Professores do curso de Fisioterapia da Unifacisa destacam que atendimento fisioterapêutico previne dores, edema e outros incômodos durante a gestação.

1 de outubro de 2019   

Durante o processo de gestação, diversos cuidados são essenciais para saúde e bem-estar das mulheres grávidas, incluindo a assistência fisioterapêutica. Devido às transformações do organismo materno para preparar o corpo da mãe para a chegada do bebê, as gestantes podem apresentar desconfortos e/ou disfunções diversas.

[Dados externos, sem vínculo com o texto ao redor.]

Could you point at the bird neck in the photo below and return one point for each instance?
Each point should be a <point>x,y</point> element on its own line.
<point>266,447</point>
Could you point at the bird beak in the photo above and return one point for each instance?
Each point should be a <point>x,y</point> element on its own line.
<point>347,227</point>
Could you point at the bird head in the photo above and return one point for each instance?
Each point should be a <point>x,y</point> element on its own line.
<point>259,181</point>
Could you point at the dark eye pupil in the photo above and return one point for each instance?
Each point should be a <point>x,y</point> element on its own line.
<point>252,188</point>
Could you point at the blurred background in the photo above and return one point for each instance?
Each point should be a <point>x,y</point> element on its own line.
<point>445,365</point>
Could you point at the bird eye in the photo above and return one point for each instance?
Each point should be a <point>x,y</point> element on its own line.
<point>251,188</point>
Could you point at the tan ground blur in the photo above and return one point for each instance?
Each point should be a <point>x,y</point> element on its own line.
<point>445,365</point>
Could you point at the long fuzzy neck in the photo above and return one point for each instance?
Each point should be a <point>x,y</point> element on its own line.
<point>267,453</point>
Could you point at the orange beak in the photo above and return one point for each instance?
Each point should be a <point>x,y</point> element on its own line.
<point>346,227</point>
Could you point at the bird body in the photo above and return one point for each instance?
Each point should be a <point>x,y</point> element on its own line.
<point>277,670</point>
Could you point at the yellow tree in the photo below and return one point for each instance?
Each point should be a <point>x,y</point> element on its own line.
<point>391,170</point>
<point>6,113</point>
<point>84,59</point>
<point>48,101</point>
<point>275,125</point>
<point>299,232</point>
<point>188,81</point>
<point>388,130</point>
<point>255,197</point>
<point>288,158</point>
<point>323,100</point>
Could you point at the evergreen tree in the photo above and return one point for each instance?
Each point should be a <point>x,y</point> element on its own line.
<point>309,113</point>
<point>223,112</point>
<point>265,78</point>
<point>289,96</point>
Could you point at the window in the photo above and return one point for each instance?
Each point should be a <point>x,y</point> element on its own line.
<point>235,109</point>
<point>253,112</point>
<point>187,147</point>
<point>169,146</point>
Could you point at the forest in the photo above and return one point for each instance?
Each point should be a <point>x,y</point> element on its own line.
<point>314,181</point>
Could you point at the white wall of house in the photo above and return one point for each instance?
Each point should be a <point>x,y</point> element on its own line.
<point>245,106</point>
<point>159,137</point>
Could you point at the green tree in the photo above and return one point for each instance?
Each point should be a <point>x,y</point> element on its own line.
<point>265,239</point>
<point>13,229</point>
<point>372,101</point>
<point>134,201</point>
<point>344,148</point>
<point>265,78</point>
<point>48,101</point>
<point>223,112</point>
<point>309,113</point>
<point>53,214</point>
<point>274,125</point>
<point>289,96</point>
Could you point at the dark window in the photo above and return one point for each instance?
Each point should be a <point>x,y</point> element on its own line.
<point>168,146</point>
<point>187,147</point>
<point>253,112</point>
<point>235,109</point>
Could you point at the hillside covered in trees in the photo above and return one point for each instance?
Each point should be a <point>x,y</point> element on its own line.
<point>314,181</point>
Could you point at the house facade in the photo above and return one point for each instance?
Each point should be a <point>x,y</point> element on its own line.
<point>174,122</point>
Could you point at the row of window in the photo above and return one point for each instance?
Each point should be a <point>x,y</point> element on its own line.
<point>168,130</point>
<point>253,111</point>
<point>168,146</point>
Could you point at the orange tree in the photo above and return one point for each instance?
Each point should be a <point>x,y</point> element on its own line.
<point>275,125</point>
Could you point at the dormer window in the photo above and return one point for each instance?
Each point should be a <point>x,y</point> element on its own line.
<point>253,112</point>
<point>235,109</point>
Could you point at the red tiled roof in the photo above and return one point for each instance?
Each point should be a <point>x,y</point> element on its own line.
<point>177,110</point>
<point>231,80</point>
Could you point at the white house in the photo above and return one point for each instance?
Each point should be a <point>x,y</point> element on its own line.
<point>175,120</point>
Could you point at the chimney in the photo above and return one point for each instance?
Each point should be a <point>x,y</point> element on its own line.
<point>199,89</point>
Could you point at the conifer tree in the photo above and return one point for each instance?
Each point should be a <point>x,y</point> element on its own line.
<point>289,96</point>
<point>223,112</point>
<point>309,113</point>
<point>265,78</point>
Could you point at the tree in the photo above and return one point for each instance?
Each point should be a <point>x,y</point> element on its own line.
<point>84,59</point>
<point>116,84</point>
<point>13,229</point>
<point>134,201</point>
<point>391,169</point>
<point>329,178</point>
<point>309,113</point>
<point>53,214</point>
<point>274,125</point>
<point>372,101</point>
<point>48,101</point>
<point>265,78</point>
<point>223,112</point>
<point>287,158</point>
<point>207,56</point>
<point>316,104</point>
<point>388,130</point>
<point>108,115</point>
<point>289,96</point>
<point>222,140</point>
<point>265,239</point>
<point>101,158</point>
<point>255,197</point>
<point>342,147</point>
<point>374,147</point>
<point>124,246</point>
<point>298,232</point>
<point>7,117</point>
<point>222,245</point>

Professora do curso de Fisioterapia da Unifacisa, Maíra Belo explica quais são esses sintomas e reforça a importância do tratamento fisioterapêutico para as grávidas.

“Na gravidez, o corpo da mulher passa por várias alterações, com novos hormônios sendo excretados em seu organismo, para que o mesmo se adapte ao crescimento do bebê dentro dela. Por outro lado, os hormônios também transformam adaptações fisiológicas em patológicas, causando dores e desconfortos”, explica a professora.

Maíra pontua os principais incômodos das grávidas durante a gestação. “As grandes queixas incluem dores na coluna, nos glúteos, na região do púbis, entre outros locais, que são relacionados a uma instabilidade que a gestante tem durante a gravidez. Há também a falta de ar e o edema, que acabam dificultando a mobilidade da grávida em um contexto geral”, relata a especialista, que também lista as atuações da fisioterapia no processo de gestação.

“Nesse contexto, a fisioterapia trabalha com reeducação postural e exercícios que vão aliviar os quadros de dor. Além disso, são utilizados vários recursos, como ventosas, agulhamento a seco, bandagens elásticas, entre outros. A fisioterapia também acaba atuando no controle da ansiedade, pois os exercícios liberam hormônios que ajudam no controle psicológico”, completa Maíra.

Durante o parto, o tratamento fisioterapêutico também tem um papel fundamental, segundo o professor do curso de Fisioterapia da Unifacisa, Jânio Alves. “Tanto no parto como no pós-parto, o fisioterapeuta atua utilizando métodos não-farmacológicos de alívio da dor, como eletroterapia, massagem, uso de bolas suíças e movimentos. Esse trabalho também ajuda a reduzir a duração do trabalho de parto, evitando a fadiga e o desconforto da gestante”, diz.

“Destarte, a assistência fisioterapêutica ao ciclo gravídico-puerperal apresenta-se como uma importante alternativa na promoção da saúde materno-fetal”, afirma Gabriela Campos, coordenadora do curso de Fisioterapia da Unifacisa e professora de Saúde da Mulher.